The attack likely spread through Nuance to its clients, including Heritage Valley Health System in Pennsylvania. The malware proliferated across its network, including its satellite and community locations and drove the provider into EHR downtime procedures for a week. 

“The NotPetya malware...  spread worldwide, damaged computers used in critical infrastructure, and caused enormous financial losses,” according to the indictment. “Those losses were only part of the harm...  For example, the NotPetya malware impaired Heritage Valley’s provision of critical medical services to citizens of the Western District of Pennsylvania through its two hospitals, 60 offices, and 18 community satellite facilities.”  

“The attack caused the unavailability of patient lists, patient history, physical examination files, and laboratory records,” it continued. “Heritage Valley lost access to its mission-critical computer systems (such as those relating to cardiology, nuclear medicine, radiology, and surgery) for approximately one week and administrative computer systems for almost one month, thereby causing a threat to public health and safety.” 

Pharmaceutical company Merck also fell victim to the attack, which compromised its computer network. 

READ MORE: Moderna COVID-19 Vaccine Data Targeted by Nation-State Hackers

At the time, the Department of Homeland Security explained the severe impact of the malware was due to its self-propagating worm properties that allowed it to freely move through laterally across connected devices by harvesting credentials and active sessions, exploiting previous SMBv1 vulnerabilities, and leveraging legitimate Windows Instrumentation Command-line (WMIC) and PsExec network management tools. 

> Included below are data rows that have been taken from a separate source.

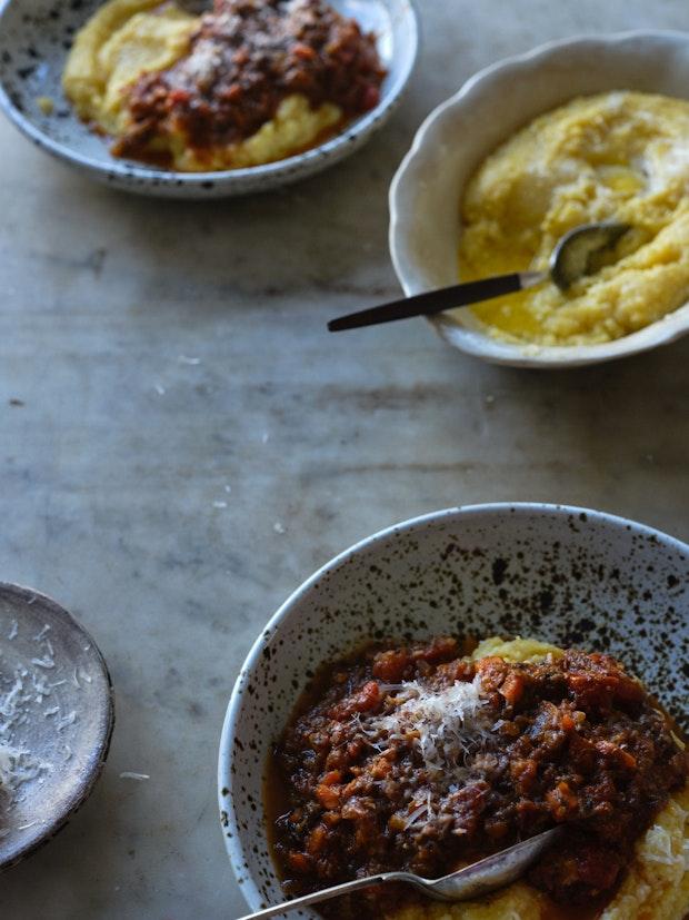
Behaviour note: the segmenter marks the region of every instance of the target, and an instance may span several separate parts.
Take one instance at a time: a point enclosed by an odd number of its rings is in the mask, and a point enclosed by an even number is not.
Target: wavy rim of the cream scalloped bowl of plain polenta
[[[652,40],[669,46],[689,48],[689,33],[678,29],[631,29],[609,34],[581,33],[568,38],[543,42],[523,53],[502,58],[481,68],[469,77],[460,88],[440,102],[418,128],[411,147],[401,160],[390,184],[388,204],[390,221],[388,245],[392,265],[405,294],[420,294],[427,289],[423,273],[418,261],[409,258],[408,233],[406,225],[410,220],[409,204],[406,197],[417,182],[415,169],[422,160],[425,151],[432,141],[432,132],[452,112],[465,106],[477,89],[491,82],[501,82],[511,75],[527,70],[538,70],[543,63],[557,58],[562,51],[595,46],[597,49],[619,48],[639,40]],[[576,93],[573,93],[575,96]],[[572,96],[572,98],[573,98]],[[495,364],[513,367],[562,368],[580,367],[618,359],[641,352],[669,345],[689,333],[689,300],[670,314],[650,323],[642,329],[630,333],[608,343],[593,345],[541,346],[536,344],[516,344],[495,339],[480,328],[469,328],[437,315],[428,317],[435,330],[442,339],[467,354],[483,358]]]

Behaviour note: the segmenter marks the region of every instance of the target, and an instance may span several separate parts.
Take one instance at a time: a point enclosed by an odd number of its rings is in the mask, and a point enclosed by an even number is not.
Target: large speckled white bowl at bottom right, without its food
[[[222,731],[222,832],[250,908],[282,897],[266,840],[262,769],[320,664],[372,637],[520,633],[619,655],[686,724],[688,576],[689,546],[670,536],[540,504],[437,512],[323,566],[256,642]]]

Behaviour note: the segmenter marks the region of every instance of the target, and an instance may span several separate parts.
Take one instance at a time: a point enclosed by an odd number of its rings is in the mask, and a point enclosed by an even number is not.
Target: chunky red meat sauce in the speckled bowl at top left
[[[323,0],[214,0],[189,53],[134,83],[131,128],[113,151],[141,158],[159,136],[197,151],[227,147],[294,93],[352,118],[378,105],[383,77],[375,37]]]

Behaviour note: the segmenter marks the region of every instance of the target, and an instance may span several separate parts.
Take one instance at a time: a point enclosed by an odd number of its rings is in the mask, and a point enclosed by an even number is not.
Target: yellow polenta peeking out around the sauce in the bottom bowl
[[[555,645],[531,639],[503,641],[491,636],[472,657],[498,655],[507,661],[535,662]],[[612,902],[597,920],[682,920],[689,913],[689,789],[675,793],[637,844],[636,857]],[[576,913],[568,911],[568,920]],[[560,920],[552,901],[525,882],[516,882],[488,898],[458,904],[432,901],[386,914],[385,920]],[[590,912],[582,912],[587,920]]]

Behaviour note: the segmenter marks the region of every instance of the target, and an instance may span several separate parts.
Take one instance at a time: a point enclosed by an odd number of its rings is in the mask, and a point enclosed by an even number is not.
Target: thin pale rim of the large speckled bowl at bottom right
[[[282,602],[282,604],[280,604],[276,613],[273,613],[270,620],[261,629],[259,636],[251,645],[251,649],[249,650],[240,667],[239,674],[237,675],[222,723],[222,732],[220,735],[218,751],[217,780],[218,808],[221,818],[220,829],[234,878],[237,879],[244,900],[251,910],[259,910],[261,904],[263,904],[263,899],[254,879],[248,874],[243,868],[246,847],[243,842],[243,833],[234,811],[232,794],[233,784],[236,782],[233,775],[236,749],[232,743],[232,739],[234,736],[236,725],[239,721],[240,709],[244,695],[244,685],[248,682],[249,675],[256,667],[257,662],[261,659],[263,649],[273,640],[282,621],[286,620],[292,610],[301,603],[314,585],[326,575],[340,568],[342,565],[346,565],[352,556],[358,555],[362,550],[367,550],[377,543],[381,543],[399,534],[410,533],[416,530],[422,531],[423,527],[446,521],[447,518],[457,517],[459,520],[468,520],[471,517],[501,517],[506,514],[539,514],[548,517],[562,517],[570,515],[578,516],[580,514],[586,514],[590,520],[612,525],[617,530],[627,530],[631,533],[650,537],[689,561],[689,544],[679,540],[679,537],[667,534],[663,531],[659,531],[648,524],[642,524],[610,512],[580,507],[577,505],[556,504],[551,502],[488,502],[441,508],[439,511],[428,512],[426,514],[391,524],[380,531],[376,531],[373,534],[370,534],[362,540],[357,541],[351,546],[338,553],[331,560],[321,565],[312,575],[306,578],[306,581],[303,581],[289,595],[289,597]],[[262,771],[263,764],[260,764],[260,769]]]

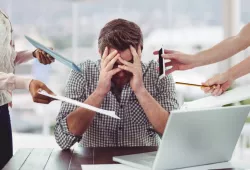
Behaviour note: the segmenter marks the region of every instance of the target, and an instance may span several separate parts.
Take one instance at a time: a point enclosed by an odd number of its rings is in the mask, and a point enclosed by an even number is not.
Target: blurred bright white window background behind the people
[[[24,38],[30,36],[75,63],[97,60],[97,38],[108,21],[124,18],[137,23],[144,35],[142,60],[163,45],[186,53],[207,49],[235,35],[250,21],[249,0],[1,0],[0,8],[13,24],[16,50],[34,50]],[[185,72],[175,72],[175,81],[201,83],[225,71],[250,55],[249,49],[233,58]],[[59,62],[44,66],[33,60],[16,68],[16,74],[45,82],[56,94],[64,95],[69,69]],[[250,83],[250,75],[233,86]],[[196,87],[176,86],[180,103],[205,94]],[[248,104],[248,100],[236,104]],[[54,147],[55,118],[60,102],[39,105],[25,90],[16,90],[11,109],[14,148]],[[235,157],[249,153],[250,127],[246,123],[237,144]]]

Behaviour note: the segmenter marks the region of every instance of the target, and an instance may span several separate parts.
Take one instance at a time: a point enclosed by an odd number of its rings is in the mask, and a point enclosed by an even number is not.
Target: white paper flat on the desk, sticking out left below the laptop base
[[[122,164],[82,165],[82,170],[138,170]]]

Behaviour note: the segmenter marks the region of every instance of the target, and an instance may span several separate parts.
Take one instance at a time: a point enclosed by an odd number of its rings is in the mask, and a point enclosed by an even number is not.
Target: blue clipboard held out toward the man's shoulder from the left
[[[67,58],[64,58],[63,56],[61,56],[60,54],[56,53],[55,51],[45,47],[44,45],[40,44],[39,42],[33,40],[32,38],[25,36],[25,38],[36,48],[41,49],[43,51],[45,51],[47,54],[49,54],[50,56],[52,56],[54,59],[58,60],[59,62],[61,62],[62,64],[70,67],[71,69],[77,71],[77,72],[82,72],[82,70],[72,61],[68,60]]]

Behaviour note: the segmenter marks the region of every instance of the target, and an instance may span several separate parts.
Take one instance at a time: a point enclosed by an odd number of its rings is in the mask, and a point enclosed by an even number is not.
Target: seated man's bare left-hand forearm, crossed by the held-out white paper
[[[85,104],[89,104],[94,107],[101,107],[105,96],[100,95],[97,91],[94,91],[85,101]],[[92,123],[92,120],[95,117],[95,112],[85,109],[85,108],[78,108],[75,111],[71,112],[67,116],[67,125],[69,131],[77,136],[81,136],[87,128]]]

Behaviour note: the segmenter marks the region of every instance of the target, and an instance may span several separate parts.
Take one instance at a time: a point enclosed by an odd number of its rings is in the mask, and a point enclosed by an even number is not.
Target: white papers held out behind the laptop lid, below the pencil
[[[221,107],[250,98],[250,86],[241,86],[225,92],[220,96],[209,96],[191,102],[184,102],[181,109],[199,109]]]

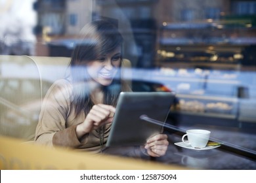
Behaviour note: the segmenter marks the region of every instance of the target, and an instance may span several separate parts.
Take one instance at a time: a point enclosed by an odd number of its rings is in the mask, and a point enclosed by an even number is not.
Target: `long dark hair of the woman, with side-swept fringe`
[[[86,69],[79,63],[96,60],[98,56],[113,52],[122,45],[123,38],[116,25],[106,20],[95,20],[83,27],[80,33],[79,44],[75,46],[70,61],[70,75],[73,84],[72,105],[75,113],[79,114],[83,110],[88,114],[93,106],[90,98],[90,89],[87,79],[89,78]],[[122,62],[122,58],[121,58]],[[121,67],[121,65],[120,65]],[[116,106],[119,93],[121,92],[121,73],[118,69],[117,75],[110,86],[102,86],[104,92],[104,104]]]

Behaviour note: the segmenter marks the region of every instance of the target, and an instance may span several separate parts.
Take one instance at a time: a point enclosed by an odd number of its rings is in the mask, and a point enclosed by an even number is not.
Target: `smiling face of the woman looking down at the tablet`
[[[87,63],[87,72],[98,84],[108,86],[112,83],[121,65],[121,46],[109,54],[99,56]]]

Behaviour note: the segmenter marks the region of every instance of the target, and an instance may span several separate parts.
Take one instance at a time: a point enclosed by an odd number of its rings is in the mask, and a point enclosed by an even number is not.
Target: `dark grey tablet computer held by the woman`
[[[165,122],[175,94],[172,92],[121,92],[106,146],[137,146],[161,133],[163,125],[142,120],[147,116]]]

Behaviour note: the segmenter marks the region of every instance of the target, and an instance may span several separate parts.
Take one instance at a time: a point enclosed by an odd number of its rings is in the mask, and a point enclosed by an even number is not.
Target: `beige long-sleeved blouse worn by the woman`
[[[122,91],[131,91],[123,82]],[[35,143],[47,146],[64,146],[100,152],[100,136],[93,130],[80,141],[77,139],[75,128],[85,120],[85,114],[81,112],[75,115],[72,101],[72,84],[68,80],[57,80],[49,88],[39,115],[39,124],[35,131]],[[111,124],[106,124],[104,144],[108,139]]]

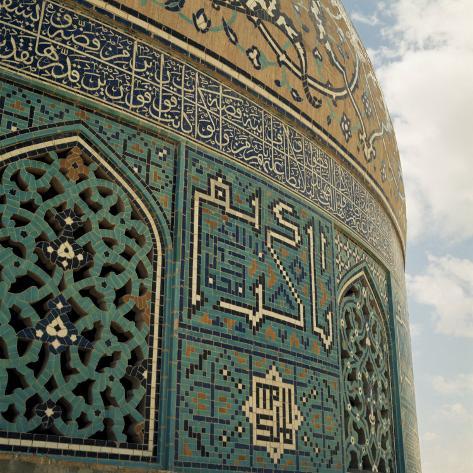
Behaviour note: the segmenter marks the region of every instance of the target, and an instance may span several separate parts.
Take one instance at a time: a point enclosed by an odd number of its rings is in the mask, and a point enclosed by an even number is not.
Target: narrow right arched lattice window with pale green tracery
[[[388,336],[364,275],[340,304],[345,452],[349,468],[395,470]]]

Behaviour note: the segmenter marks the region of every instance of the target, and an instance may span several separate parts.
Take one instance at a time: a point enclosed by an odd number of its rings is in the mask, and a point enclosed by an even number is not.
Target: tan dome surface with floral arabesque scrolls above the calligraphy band
[[[113,14],[191,54],[315,135],[378,194],[404,241],[404,185],[392,123],[340,1],[107,3]]]

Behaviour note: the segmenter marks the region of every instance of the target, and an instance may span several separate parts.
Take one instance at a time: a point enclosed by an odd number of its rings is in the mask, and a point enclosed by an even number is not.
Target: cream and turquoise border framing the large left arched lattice
[[[143,182],[139,177],[134,176],[132,170],[126,163],[105,143],[95,132],[93,132],[82,120],[70,121],[65,124],[52,124],[46,127],[34,127],[24,131],[5,135],[0,140],[0,167],[5,162],[13,160],[35,159],[48,151],[63,151],[79,145],[87,153],[90,159],[100,164],[109,179],[118,184],[121,189],[130,197],[131,202],[136,206],[136,210],[143,222],[148,226],[153,235],[153,277],[152,277],[152,317],[153,328],[148,333],[147,357],[152,360],[151,380],[146,396],[151,401],[145,409],[145,428],[147,437],[143,443],[145,448],[120,448],[104,447],[101,445],[87,445],[86,451],[101,453],[105,455],[118,454],[133,458],[158,458],[160,455],[159,444],[164,441],[164,435],[160,434],[159,424],[162,422],[163,403],[160,396],[162,391],[161,371],[163,336],[161,334],[163,317],[165,311],[164,294],[169,294],[170,282],[164,277],[164,268],[170,258],[166,251],[172,245],[172,239],[168,222],[163,218],[163,210],[157,199],[144,190]],[[128,168],[128,172],[125,169]],[[159,415],[158,415],[159,414]],[[158,420],[156,421],[156,417]],[[158,438],[158,434],[160,437]],[[35,441],[30,439],[7,439],[8,445],[23,447],[24,445],[35,447]],[[0,438],[1,443],[1,438]],[[40,442],[36,448],[38,450],[48,448],[58,450],[77,449],[76,444],[70,442]],[[46,445],[50,444],[50,445]]]

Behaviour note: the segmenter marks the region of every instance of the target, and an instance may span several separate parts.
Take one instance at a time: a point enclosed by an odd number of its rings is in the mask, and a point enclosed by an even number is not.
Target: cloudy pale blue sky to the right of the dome
[[[423,473],[473,469],[473,0],[344,0],[401,154]]]

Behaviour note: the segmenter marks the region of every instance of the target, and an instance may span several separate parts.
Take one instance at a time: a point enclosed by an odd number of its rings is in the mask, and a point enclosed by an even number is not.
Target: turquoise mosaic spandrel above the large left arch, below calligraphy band
[[[97,140],[122,157],[127,172],[140,179],[150,192],[158,194],[168,228],[172,228],[175,148],[155,135],[110,120],[78,104],[69,104],[7,80],[0,82],[0,135],[28,133],[33,127],[54,127],[57,133],[71,133],[85,127]]]

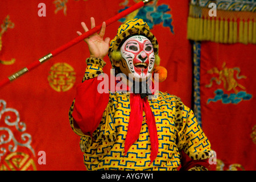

NotPetya cost its victims a total of $1 billion to restore networks and replace computers unable to be wiped clean of the malware.  

Its hackers were not only behind NotPetya, the DOJ indictment reveals they launched a yearlong cyberattack on the Ukrainian government and critical infrastructure, including its electrical grid from December 2015 to December 2016. 

They also attacked the PyeongChang Winter Olympics IT systems, along with its hosts, participants, partners, and attendees. DOJ officials said the attackers also launched spear-phishing campaigns that targeted the Novichok poisoning investigations and Georgian government entities and companies. 

“No country has weaponized its cyber capabilities as maliciously or irresponsibly as Russia, wantonly causing unprecedented damage to pursue small tactical advantages and to satisfy fits of spite,” Demers said in a statement. “The department has charged these Russian officers with conducting the most disruptive and destructive series of computer attacks ever attributed to a single group, including by unleashing the NotPetya malware.  No nation will recapture greatness while behaving in this way.” 

“The FBI has repeatedly warned that Russia is a highly capable cyber adversary, and the information revealed in this indictment illustrates how pervasive and destructive Russia’s cyber activities truly are,” explained Bowdich.  “But this indictment also highlights the FBI’s capabilities.  We have the tools to investigate these malicious malware attacks, identify the perpetrators, and then impose risks and consequences on them.” 

For healthcare, the charges should serve as a reminder of the impact nation-state actors can have on the sector – even if a provider is not the main target of an attack. Amid the COVID-19 pandemic, a host of hackers with ties to IranChina, and Russia have all targeted the sector, including its research data. 

In particular, the National Security Agency warned in May that the Russian hacking group known as Fancy Bear were actively exploiting a vulnerability found in the Exim Mail Transfer Agent (MTA) email software to gain remote control of enterprise accounts. 

Patch management must be a critical priority for all providers, especially in light of two recently disclosed remote code execution flaws found in Microsoft products. Administrators should monitor the infrastructure for any suspicious behavior to quickly respond to an attack.